Desde la entrada era fácil ver muestras abiertas (y sutiles) del rechazo a la decisión del magnate convertido en presidentecomo el hashtag juguetón de la delegación francesa, #MakeTheWorldGreatAgain (“Hagamos al mundo grande otra vez”), en contraposición al lema de campaña de Trump #MakeAmericaGreatAgain (“Hagamos a Estados Unidos grande otra vez”); los comentarios de pasillo sobre el silencio de los negociadores gringos en las reuniones a puerta cerrada; o una estatua de la libertad cuya antorcha humeaba como una chimenea industrial, que un grupo de ambientalistas puso en una entrada de la Cumbre.

Pero EE.UU. no es Trump. Buena parte de los activistas que irrumpieron en el evento organizado por la minúscula delegación estadounidense eran ciudadanos de ese país. Y, de hecho, fue Michael Bloomberg, exalcalde de N. York, quien soltó uno de los comentarios más mordaces sobre el panel: “Es como si a una conferencia contra el cáncer de pulmón invitaran a la industria del tabaco”.

Esos EE.UU. que no son Trump se reunieron durante las dos semanas de la Conferencia en un complejo de domos inflables que, no sé si intencionalmente, parecían enormes iglús blancos. Bajo el hashtag #WeAreStillIn, “Seguimos adentro”, el America’s Pledge recogió la voluntad de 20 estados, 50 ciudades y 1.400 negocios estadounidenses que ratificaron su compromiso con la reducción de las emisiones de gases contaminantes.
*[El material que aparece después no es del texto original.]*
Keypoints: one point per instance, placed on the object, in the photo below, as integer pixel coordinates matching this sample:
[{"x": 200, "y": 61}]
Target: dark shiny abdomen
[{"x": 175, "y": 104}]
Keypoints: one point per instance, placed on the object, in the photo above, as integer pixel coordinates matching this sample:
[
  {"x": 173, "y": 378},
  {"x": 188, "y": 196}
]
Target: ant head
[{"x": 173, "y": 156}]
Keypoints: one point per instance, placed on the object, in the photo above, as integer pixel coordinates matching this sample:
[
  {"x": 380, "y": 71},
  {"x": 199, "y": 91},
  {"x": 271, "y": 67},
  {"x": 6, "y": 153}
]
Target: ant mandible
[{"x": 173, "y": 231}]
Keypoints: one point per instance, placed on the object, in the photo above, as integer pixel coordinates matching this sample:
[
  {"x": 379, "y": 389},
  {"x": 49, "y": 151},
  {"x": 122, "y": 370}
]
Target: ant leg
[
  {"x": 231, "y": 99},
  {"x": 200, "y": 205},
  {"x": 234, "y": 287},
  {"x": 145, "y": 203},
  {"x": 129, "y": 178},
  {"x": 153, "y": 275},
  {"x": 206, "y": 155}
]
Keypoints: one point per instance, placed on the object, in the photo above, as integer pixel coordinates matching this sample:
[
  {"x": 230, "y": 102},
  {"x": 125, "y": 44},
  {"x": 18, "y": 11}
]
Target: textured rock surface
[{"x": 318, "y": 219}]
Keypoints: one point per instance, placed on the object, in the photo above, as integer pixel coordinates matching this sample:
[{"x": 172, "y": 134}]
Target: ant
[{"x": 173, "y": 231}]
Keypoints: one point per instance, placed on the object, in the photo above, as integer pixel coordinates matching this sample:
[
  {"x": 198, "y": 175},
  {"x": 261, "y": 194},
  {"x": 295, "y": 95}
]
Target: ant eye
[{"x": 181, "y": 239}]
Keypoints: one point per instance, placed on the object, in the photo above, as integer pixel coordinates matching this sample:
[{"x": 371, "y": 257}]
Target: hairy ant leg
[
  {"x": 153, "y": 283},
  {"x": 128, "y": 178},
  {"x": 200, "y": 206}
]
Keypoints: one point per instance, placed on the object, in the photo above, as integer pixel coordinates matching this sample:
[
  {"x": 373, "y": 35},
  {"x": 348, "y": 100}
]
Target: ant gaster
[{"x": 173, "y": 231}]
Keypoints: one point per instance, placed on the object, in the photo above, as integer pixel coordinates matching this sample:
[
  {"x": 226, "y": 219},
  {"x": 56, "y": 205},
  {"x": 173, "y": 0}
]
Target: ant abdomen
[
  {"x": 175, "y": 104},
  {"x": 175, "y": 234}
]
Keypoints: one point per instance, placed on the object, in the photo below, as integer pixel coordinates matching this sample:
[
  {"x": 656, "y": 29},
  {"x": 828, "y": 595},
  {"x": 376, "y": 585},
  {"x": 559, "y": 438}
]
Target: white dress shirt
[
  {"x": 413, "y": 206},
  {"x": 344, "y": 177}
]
Pero, a pesar de las buenas intenciones, una noche, mientras nos congelábamos en una fila para entrar a los domos iglús, una periodista española me señaló la metáfora obvia: “Quieren estar adentro, pero míralos: están afuera”. Aunque las ciudades y estados del America’s Pledge son tan poderosos que si fueran un país representarían la tercera economía del mundo, Estados Unidos, el país que los cobija, sigue siendo el contaminante número uno y el único con voz en las negociaciones internacionales de la ONU.
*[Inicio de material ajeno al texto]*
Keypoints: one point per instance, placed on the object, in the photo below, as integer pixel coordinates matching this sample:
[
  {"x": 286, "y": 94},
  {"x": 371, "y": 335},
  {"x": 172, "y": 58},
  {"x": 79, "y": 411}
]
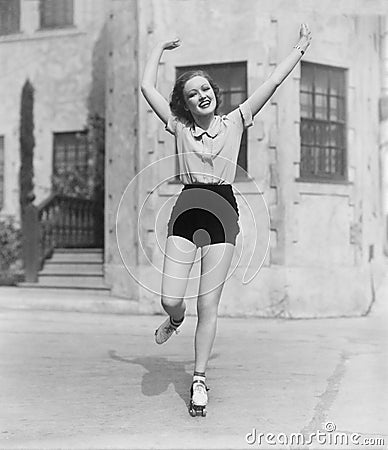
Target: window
[
  {"x": 1, "y": 171},
  {"x": 323, "y": 123},
  {"x": 56, "y": 13},
  {"x": 232, "y": 81},
  {"x": 71, "y": 153},
  {"x": 9, "y": 16}
]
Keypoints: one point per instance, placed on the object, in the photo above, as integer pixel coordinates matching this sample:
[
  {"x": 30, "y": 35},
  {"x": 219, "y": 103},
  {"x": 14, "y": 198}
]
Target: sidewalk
[{"x": 80, "y": 381}]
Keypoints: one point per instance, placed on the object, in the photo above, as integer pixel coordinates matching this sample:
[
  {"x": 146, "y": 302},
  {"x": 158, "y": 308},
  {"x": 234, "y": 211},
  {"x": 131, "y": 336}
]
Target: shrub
[{"x": 10, "y": 252}]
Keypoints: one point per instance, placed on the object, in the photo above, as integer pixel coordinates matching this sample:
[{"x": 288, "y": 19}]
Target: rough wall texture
[
  {"x": 326, "y": 239},
  {"x": 64, "y": 67},
  {"x": 322, "y": 235}
]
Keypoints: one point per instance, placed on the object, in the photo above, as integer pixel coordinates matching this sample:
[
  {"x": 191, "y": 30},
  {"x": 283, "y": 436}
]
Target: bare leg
[
  {"x": 178, "y": 261},
  {"x": 216, "y": 259}
]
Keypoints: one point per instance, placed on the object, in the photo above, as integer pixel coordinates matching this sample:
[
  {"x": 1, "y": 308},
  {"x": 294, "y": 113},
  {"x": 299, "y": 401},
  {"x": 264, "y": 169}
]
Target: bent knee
[{"x": 171, "y": 302}]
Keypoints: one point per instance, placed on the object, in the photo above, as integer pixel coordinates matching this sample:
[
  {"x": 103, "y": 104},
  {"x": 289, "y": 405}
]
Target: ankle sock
[
  {"x": 176, "y": 323},
  {"x": 199, "y": 376}
]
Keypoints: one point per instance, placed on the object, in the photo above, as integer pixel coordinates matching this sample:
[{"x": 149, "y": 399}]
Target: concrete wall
[
  {"x": 64, "y": 66},
  {"x": 322, "y": 234}
]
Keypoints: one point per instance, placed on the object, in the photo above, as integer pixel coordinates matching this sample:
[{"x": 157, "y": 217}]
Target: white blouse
[{"x": 210, "y": 156}]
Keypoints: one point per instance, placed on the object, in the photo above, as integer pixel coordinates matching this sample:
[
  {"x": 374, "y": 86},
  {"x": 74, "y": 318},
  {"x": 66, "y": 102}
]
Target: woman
[{"x": 205, "y": 214}]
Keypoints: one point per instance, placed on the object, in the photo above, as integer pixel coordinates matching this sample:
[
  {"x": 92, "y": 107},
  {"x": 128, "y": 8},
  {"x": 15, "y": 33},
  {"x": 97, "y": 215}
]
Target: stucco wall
[
  {"x": 320, "y": 233},
  {"x": 64, "y": 68}
]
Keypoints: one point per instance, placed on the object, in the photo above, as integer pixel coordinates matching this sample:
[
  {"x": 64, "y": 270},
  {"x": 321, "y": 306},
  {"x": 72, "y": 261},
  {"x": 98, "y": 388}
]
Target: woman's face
[{"x": 199, "y": 96}]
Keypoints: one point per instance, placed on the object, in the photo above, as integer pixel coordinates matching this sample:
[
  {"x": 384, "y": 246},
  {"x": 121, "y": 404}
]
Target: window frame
[
  {"x": 241, "y": 172},
  {"x": 337, "y": 152},
  {"x": 55, "y": 149},
  {"x": 15, "y": 15},
  {"x": 45, "y": 24}
]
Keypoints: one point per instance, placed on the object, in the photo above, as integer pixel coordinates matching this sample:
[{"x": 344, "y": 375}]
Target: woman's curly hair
[{"x": 177, "y": 101}]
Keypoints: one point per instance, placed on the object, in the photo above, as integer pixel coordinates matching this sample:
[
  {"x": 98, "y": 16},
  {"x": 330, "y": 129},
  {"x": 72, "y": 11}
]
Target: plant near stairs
[{"x": 10, "y": 252}]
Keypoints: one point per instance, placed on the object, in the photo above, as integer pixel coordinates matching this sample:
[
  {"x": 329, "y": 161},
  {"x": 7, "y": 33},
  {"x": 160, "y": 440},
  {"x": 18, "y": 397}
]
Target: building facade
[{"x": 310, "y": 182}]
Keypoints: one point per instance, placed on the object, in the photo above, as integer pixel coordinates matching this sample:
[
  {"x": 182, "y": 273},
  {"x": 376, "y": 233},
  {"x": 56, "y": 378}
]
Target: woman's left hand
[{"x": 305, "y": 36}]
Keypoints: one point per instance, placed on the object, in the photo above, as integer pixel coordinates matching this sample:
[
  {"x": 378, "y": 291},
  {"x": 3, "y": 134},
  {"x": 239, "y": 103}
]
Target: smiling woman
[{"x": 205, "y": 214}]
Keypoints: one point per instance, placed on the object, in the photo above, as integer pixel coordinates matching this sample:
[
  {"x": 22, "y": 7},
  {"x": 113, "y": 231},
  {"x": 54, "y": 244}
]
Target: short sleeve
[
  {"x": 246, "y": 114},
  {"x": 171, "y": 125},
  {"x": 242, "y": 116}
]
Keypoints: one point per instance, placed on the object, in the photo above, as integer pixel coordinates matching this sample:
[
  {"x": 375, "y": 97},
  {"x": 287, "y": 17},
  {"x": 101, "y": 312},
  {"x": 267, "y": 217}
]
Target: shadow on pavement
[{"x": 161, "y": 372}]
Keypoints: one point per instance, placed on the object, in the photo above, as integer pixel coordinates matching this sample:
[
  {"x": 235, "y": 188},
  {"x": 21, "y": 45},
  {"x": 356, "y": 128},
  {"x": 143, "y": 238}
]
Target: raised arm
[
  {"x": 260, "y": 97},
  {"x": 148, "y": 85}
]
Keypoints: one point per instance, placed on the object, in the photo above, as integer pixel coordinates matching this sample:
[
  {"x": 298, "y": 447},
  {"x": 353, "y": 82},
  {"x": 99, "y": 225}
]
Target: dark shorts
[{"x": 205, "y": 214}]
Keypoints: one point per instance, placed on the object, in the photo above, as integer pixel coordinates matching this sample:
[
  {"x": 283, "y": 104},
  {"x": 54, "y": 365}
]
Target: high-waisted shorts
[{"x": 205, "y": 214}]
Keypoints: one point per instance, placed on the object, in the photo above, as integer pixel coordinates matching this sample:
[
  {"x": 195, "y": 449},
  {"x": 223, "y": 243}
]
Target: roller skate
[
  {"x": 166, "y": 330},
  {"x": 199, "y": 398}
]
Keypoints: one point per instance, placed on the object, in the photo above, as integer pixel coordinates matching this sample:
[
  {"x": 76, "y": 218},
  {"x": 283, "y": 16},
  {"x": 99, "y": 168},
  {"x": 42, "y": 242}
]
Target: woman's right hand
[{"x": 172, "y": 44}]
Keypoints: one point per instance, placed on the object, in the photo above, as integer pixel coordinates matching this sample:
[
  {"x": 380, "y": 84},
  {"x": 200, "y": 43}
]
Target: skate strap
[{"x": 200, "y": 382}]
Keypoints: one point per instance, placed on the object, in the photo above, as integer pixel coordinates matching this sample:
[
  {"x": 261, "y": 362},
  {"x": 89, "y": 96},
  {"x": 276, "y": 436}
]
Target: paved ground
[{"x": 87, "y": 380}]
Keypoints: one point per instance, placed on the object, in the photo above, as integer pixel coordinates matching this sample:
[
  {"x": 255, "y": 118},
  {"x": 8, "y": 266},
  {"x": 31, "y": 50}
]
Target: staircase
[{"x": 72, "y": 268}]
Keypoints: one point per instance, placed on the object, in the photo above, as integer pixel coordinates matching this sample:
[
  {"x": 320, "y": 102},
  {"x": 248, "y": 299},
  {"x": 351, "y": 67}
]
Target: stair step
[
  {"x": 75, "y": 257},
  {"x": 72, "y": 281},
  {"x": 53, "y": 268},
  {"x": 78, "y": 250},
  {"x": 91, "y": 288}
]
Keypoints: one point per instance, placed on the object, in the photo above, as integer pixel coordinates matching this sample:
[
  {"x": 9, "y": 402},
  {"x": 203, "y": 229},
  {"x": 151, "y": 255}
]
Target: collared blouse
[{"x": 210, "y": 156}]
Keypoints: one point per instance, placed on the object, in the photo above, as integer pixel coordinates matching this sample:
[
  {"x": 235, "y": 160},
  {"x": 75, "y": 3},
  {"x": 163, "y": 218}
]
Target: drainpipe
[{"x": 384, "y": 122}]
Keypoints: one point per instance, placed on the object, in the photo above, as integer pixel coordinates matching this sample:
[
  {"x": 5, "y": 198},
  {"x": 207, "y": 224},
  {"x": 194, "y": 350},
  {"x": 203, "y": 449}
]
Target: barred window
[
  {"x": 9, "y": 16},
  {"x": 1, "y": 171},
  {"x": 56, "y": 13},
  {"x": 231, "y": 78},
  {"x": 323, "y": 122},
  {"x": 70, "y": 152}
]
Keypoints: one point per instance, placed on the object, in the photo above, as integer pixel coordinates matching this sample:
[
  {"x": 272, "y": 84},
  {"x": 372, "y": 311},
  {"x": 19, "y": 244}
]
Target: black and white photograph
[{"x": 193, "y": 224}]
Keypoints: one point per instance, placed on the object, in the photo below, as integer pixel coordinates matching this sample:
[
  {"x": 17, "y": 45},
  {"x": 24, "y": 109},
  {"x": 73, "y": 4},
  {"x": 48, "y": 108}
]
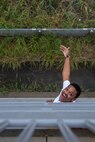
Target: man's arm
[{"x": 66, "y": 67}]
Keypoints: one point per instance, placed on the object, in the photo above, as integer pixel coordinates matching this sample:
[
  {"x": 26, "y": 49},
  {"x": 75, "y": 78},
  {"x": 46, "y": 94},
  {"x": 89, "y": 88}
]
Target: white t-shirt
[{"x": 65, "y": 84}]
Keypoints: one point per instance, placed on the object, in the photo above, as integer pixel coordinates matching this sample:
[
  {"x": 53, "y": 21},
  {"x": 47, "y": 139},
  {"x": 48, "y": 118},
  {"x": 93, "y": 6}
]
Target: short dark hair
[{"x": 78, "y": 89}]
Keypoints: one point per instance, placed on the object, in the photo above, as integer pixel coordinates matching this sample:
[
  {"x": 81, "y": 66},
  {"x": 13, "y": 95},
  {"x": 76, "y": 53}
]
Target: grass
[{"x": 45, "y": 48}]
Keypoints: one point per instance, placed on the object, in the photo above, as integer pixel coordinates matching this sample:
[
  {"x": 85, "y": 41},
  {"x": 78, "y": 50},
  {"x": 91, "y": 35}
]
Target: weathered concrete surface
[{"x": 40, "y": 94}]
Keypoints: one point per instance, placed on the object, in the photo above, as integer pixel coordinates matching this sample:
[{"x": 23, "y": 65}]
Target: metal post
[{"x": 3, "y": 125}]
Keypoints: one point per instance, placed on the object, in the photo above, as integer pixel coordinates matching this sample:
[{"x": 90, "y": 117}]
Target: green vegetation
[{"x": 45, "y": 48}]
Al final de la COP, ya nadie recordaba el boicot de la noche del 13 de noviembre. La letra menuda del Acuerdo de París se siguió escribiendo sin contratiempos y el penúltimo día veinte países se habían comprometido a no comprar más carbón a partir de 2030. El “prometedor futuro” de los fósiles se quedó en el pasado. O, como me dijo Isabel Cavelier, directora de visión de Transforma y asesora sénior de la Misión 2020, “el mundo ya superó el anuncio de Trump. El mensaje es que esto sigue avanzando”.